Au petit déj. du 29 nov., Danielle nous présente du pain doré : la traversée augure bien. Nous remontons les voiles au début de l’avant-midi, mais le vent ne tient pas et nous nous résignons à démarrer le moteur. Lecture et sieste s’ajoutent au spectacle des dauphins sur le coup du midi. Le moteur fera son ronron jusqu`à 3h AM. Espérons que nous ne ferons pas trop de moteur !
Au cours de la nuit du 30 nov., nous avons ouvert l’œil aux heures plutôt que de rester éveillées. À 3h AM, nous montons des voiles puisque le vent se lève. Tout l’équipage est sur le pont pour effectuer la manœuvre. À 11h., nous naviguons à 6 nœuds, c’est agréable. Nous nous adaptons à la haute mer et malgré une bonne faim, nous dégustons très tranquillement les repas que Ginette préparent.
Comme nous sommes relativement près des côtes, les oiseaux volent autour de nous. Nous remarquons leur agilité à voler face au vent et en prenant le creux de la vague pour s’abriter et poursuivre leur route. Michel écoute et communique avec le Réseau du Capitaine dès midi. C’est comme lors de notre traversée de 2001, les radios amateurs nous accompagnent avec leur météo et le bonjour quotidien.
Nous sentons que nous nous amarinons. À preuve, nous nous remémorons l’alphabet maritime ( Alpha, Bravo, Charlie…) Il nous en manque, mais avec la grande mémoire de Michel, nous faisons le compte. La nuit tombée Danielle nous alerte. Des bateaux à l’horizon, circulent. L’instrument «Le Mer Veille» a bippé. Sommes-nous en gisement de collision ? Non, en identifiant les feux, nous constatons qu’ils passent loin. Pour Danielle, c’est autre chose. Elle surveillera leur progression jusqu’à ce qu’ils disparaissent. Nous sommes sous voile avant, en ciseaux, toute la nuit à environ 10-12 nœuds de vent. On se la coule douce. Et voilà qu’à 4 h AM, le vent tourne un peu et tout l’équipage se retrouve sur le pont pour enlever les tangons.
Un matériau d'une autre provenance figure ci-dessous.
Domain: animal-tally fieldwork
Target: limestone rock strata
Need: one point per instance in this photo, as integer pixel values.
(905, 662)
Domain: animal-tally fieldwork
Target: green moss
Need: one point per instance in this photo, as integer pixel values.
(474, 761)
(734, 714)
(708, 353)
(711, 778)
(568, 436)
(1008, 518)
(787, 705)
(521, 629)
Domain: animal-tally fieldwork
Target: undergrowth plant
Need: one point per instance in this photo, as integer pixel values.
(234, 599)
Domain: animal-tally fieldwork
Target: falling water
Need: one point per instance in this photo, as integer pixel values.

Le 1er déc., nous nous levons vers 8h et moi un peu plus tard ce matin. Danielle et Michel ont déjà pris un début de petit déj., mais je leur cuisine un œuf surprise pour compléter. Nous avons une belle journée de voile à 10-15 n. du NE. Le régulateur d’allure reprend le contrôle du cap. Michel fait de l’amélioration locative aujourd’hui : il ajoute des planchettes dans chacune des armoires pour éviter qu’à chaque fois qu’on ouvre tout nous tombe dessus avec le roulis. C’est époustouflant, on arrive encore à trouver s’occuper après tant d’heures de mer sur Air d’été. En fin de journée, les filles veillent dehors jusqu’à 21h.et le capitaine roupille.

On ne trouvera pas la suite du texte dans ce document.